A U deuxième nocturne des matines du dimanche, le psaume neuvième est un magnifique prolongement du psaume huitième, à la gloire du Fils de Dieu, Notre-Seigneur Jésus-Christ, et de sa Sainte Mère. À partir de ce psaume, commence un décalage entre l’hébreu et le latin, entre la numérotation des psaumes dans notre bréviaire et celle de la Bible hébraïque, le psaume dixième hébreu se trouvant réuni au psaume neuvième dans la version des Septante et la Vulgate. À tort ou à raison  ? Il est impossible d’en décider. Et d’ailleurs inutile. Les exégètes qui réunissent ces deux psaumes en un seul, n’hésitent pas à taxer ensuite cet ensemble de «  composition incohérente  », où il ne faudrait pas chercher une suite normale dans les pensées ni dans le développement, à moins de lui rendre l’ordonnance qu’ils se font fort de lui rendre  ! Oubliant «  qu’ils ne sont que des hommes  », comme le dit le verset vingt et unième de ce même psaume. Mais celui qui cherche modestement le sens de ce poème découvre un trésor.

*
  1. Au maître de chant, sur la mort, au Fils, psaume à David.
  2. Je loue Yahweh de tout mon cœur. Je publie tous vos prodiges.

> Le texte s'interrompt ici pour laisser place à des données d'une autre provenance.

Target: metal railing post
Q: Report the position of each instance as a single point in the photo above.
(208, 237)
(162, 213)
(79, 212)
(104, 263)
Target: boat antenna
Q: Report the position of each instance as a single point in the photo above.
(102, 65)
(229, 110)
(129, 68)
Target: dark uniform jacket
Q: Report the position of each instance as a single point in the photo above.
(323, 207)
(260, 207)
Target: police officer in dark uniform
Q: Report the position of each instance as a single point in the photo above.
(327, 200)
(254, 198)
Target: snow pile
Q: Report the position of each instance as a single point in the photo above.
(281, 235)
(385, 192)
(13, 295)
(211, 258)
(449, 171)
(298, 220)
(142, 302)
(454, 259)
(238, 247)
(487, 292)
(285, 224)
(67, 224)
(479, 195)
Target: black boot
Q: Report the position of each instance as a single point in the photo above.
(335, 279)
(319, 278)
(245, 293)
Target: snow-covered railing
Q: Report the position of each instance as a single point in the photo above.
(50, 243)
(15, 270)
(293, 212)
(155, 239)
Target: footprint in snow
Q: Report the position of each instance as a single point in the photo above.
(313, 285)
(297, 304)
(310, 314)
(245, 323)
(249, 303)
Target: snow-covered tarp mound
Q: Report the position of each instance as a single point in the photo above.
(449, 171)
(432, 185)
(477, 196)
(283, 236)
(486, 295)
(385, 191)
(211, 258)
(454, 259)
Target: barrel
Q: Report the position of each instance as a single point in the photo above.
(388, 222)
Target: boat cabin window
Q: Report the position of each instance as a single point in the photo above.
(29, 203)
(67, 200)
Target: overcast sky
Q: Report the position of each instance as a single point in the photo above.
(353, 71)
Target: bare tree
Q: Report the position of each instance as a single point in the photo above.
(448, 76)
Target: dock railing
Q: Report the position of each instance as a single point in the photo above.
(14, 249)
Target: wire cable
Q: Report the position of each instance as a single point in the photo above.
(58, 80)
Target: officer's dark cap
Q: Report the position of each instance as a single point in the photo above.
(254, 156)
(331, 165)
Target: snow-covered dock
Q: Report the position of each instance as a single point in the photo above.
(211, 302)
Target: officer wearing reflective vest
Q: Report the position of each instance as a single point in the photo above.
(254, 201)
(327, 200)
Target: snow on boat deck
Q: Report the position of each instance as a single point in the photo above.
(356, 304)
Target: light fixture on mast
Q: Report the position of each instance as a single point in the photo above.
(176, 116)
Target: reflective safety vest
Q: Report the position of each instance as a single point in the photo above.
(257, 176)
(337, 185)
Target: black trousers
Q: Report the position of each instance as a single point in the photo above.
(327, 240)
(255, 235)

DANS L’ATTENTE DE SON RETOUR

  1. Je me réjouis et j’exulte en Vous  ; je chante votre Nom, ô Très-Haut  !
  2. Lors du “ Retour ”, mes ennemis tomberont à la renverse et disparaîtront devant votre Face,
  3. Parce que vous m’avez fait droit, et Vous avez siégé sur le trône en juste juge de ma cause.
  4. Vous avez menacé les nations, vous avez fait disparaître l’impie  ; Vous avez effacé leur nom pour les siècles des siècles.
  5. Les épées de l’ennemi  : fini pour toujours  ! Vous avez renversé des villes dont on n’a même plus souvenir.
  6. Tandis que Yahweh siège à jamais, Il a fondé son trône sur le droit.
  7. Et c’est lui qui gouverne le monde avec justice  ; Il juge les peuples avec droiture.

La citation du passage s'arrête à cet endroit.